Some law enforcement and intelligence agencies across the world are experimenting with artificial intelligence to identify people using voice recordings and big data. But what if there’s no match? AI systems can still provide valuable input. For instance, researchers at MIT have demonstrated a novel machine-learning algorithm that can synthesize a person’s portrait based solely on a short audio recording of their voice.
Researchers at MIT’S Computer Science and Artificial Intelligence Laboratory (CSAIL) first trained their deep neural network by feeding it millions of videos scraped from YouTube showing people speaking in front of the camera. This huge swath of data trained the AI to correlate certain sound characteristics with facial features corresponding to age, gender, or ethnicity.
Throughout this process, there was no human intervention apart from the initial task of correlating voice and facial features. The AI learned all of this by itself with no external supervision, not even the labeling of subsets of data.
To test the system, the researchers designed a face decoder that reconstructs a speaker’s face from a still frame, regardless of its lighting or pose. This digital reconstruction was then compared to synthesized portraits solely from a speaker’s voice, with striking results that you can see in these images.
The synthesized faces are generic, meaning the produced images are not of specific individuals as those produced by the decoder. Nevertheless, they still manage to capture the basic facial features of a speaker such as skin color, gender, and age. The longer the voice recordings were, the more accurate the synthesized portrait proved to be.

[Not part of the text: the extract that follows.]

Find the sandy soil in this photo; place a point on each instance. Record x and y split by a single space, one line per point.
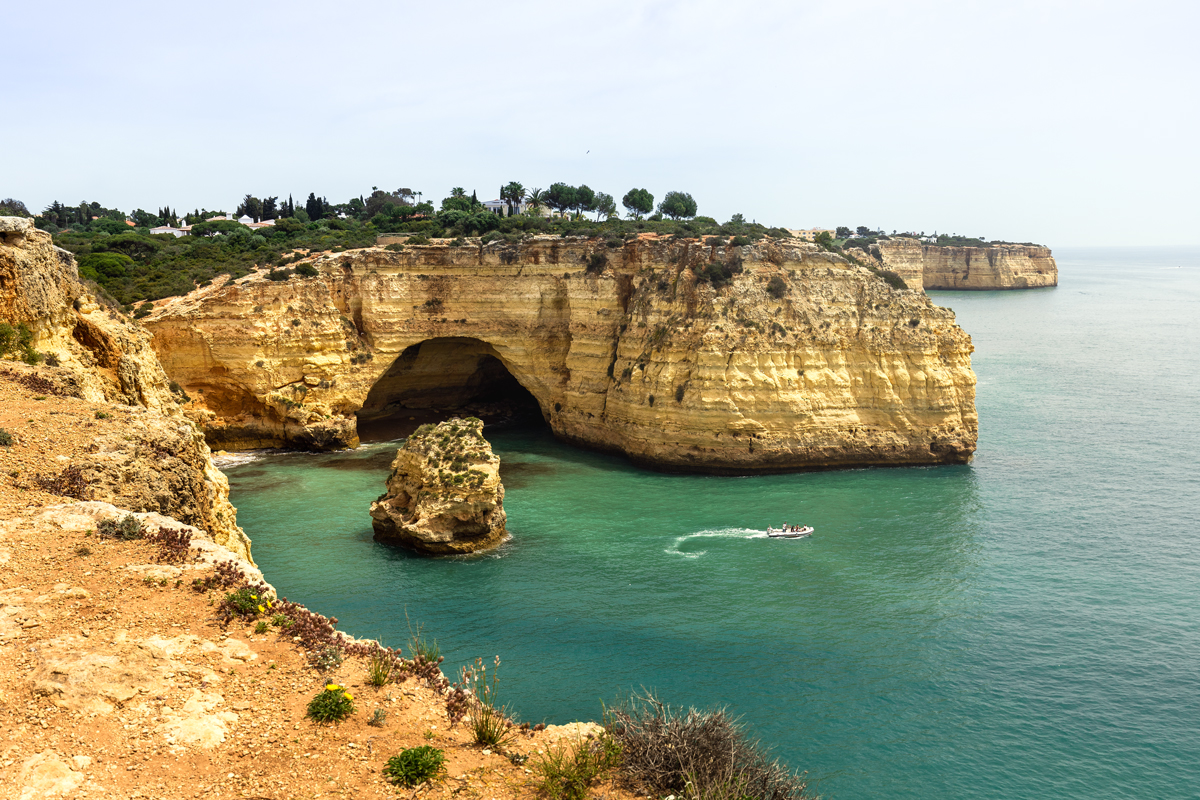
117 680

But there were also plenty of mismatches. High-pitched voices were often identified as female, even in cases when they came from males, such as young boys. Asian men who spoke in American English had portraits resembling white males, but this did not happen when the Asian voice spoke in Chinese.
The AI may remind some of their racist uncle, and the researchers are aware of these biases and are looking to overcome these limitations. Improving the system’s accuracy is a matter of providing more training data that is representative of the general population.
Until these limitations are addressed, real-world applications of this AI system should be treated with care. One possible use could be to make interactions between humans and machines more appealing. Machine-generated voices used by home devices and virtual assistants could now be given an appropriate face. Law enforcement could use this neural network to generate a portrait of a suspect when the only evidence is a voice recording. However, any government use will be sure to be met with criticism surrounding privacy and ethics.
“We believe that generating faces, as opposed to predicting specific attributes, may provide a more comprehensive view of voice face correlations and can open up new research opportunities and applications,” the MIT authors wrote in the description of their project called Speech2Face.